This is how conflicts end in Afghanistan: The Afghans talk out their grievances and eventually reach a deal. Money is exchanged and honor restored. Fighting often continues in the background, but most people go home until the next conflict begins.
"By all appearances, the people of Marja just want to get on with their lives," says Adm. Mike Mullen, chairman of the Joint Chiefs of Staff, who was an enthusiastic observer of the shura here. He assured an audience of Afghan journalists later in Kabul: "All of us want to see this [war] end as soon as possible."
The national version of this process has barely begun, but its outlines are sketched by Graeme Lamb, a retired British lieutenant general who is coordinating the process of reconciliation and reintegration for the U.S.-led coalition. He quotes a precept of military strategy to explain his mission: "The object of war is a fair peace."

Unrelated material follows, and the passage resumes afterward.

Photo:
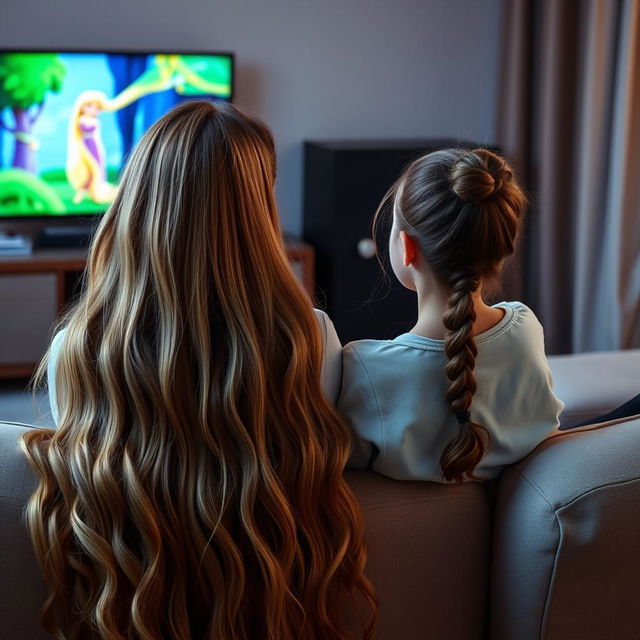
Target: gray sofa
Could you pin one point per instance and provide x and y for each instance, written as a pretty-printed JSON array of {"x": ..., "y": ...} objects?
[{"x": 550, "y": 551}]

Lamb argues that the first hints of how this war will end can be seen in a loose and sometimes inchoate process of signaling that involves the various Afghan parties to the conflict, the neighboring countries such as Pakistan and the U.S.-led coalition. He describes this budding dialogue as a "melting pot" of tribes, nations and interests.
Lamb says that he can't yet describe terms for negotiations and that, in any event, this is a matter for the Afghans. "We are not at the point of negotiation; we are at the point of trying to understand."
Already, the jockeying has begun over how Afghanistan will work when the fighting ends and the Americans leave. President Hamid Karzai has started talks with a Taliban ally headed by Gulbuddin Hekmatyar. The Pakistanis are lobbying for their covert proxies in the Haqqani network to have a seat at the table. The other neighbors -- Iran, India and China -- are also eager to play.
The haphazard process will get another forward jolt next month when Karzai holds a "peace jirga" to discuss how to broaden the political circle in ways that might include the Taliban.
U.S. troops have won some battles recently, including here in Marja, but these military successes shouldn't mask the real challenge, which is the uncertain transition to Afghan control. To find this exit ramp, the United States must build Afghan security forces and governance structures that can hold together as Americans start to leave in July 2011.
Unfortunately, there's little evidence to confirm that this transition will work on schedule. As of now, the Afghan military and government can't do the job, and there's an air of unreality to some of the U.S. training and governance programs.
Given the weakness of the central government in Kabul, U.S. commanders are working to align American power with the most basic political structures, the tribal shuras. "Culturally, this country works," says Rear Adm. Gregory Smith, the chief U.S. military spokesman here. "People sitting down together can solve almost anything."
A top U.S. commander argues that the key now in this run-up to reconciliation is to keep pounding the enemy and to avoid premature negotiating positions. "The worst thing anyone can do is put red lines on the table. Make them fuzzy blue," he says, so that the parties can bargain toward the eventual red lines of a deal.
Karzai has caused consternation among Americans recently because of his defiantly independent rhetoric and his invitation to Iranian President Mahmoud Ahmadinejad to visit Kabul. His tirade Thursday against meddling by the United States and its allies will deepen that concern. But it's not surprising that he's bristling against U.S. pressure to reform or dickering with his Iranian neighbor. Politics in this part of the world is a contact sport, and we shouldn't be afraid of Afghan expressions of sovereignty.
Lamb notes that the dividing line between fighting and talking isn't as clear as Westerners sometimes think: "Clausewitz was right, but he didn't finish his sentence: If war is an extension of politics, then to politics it must return."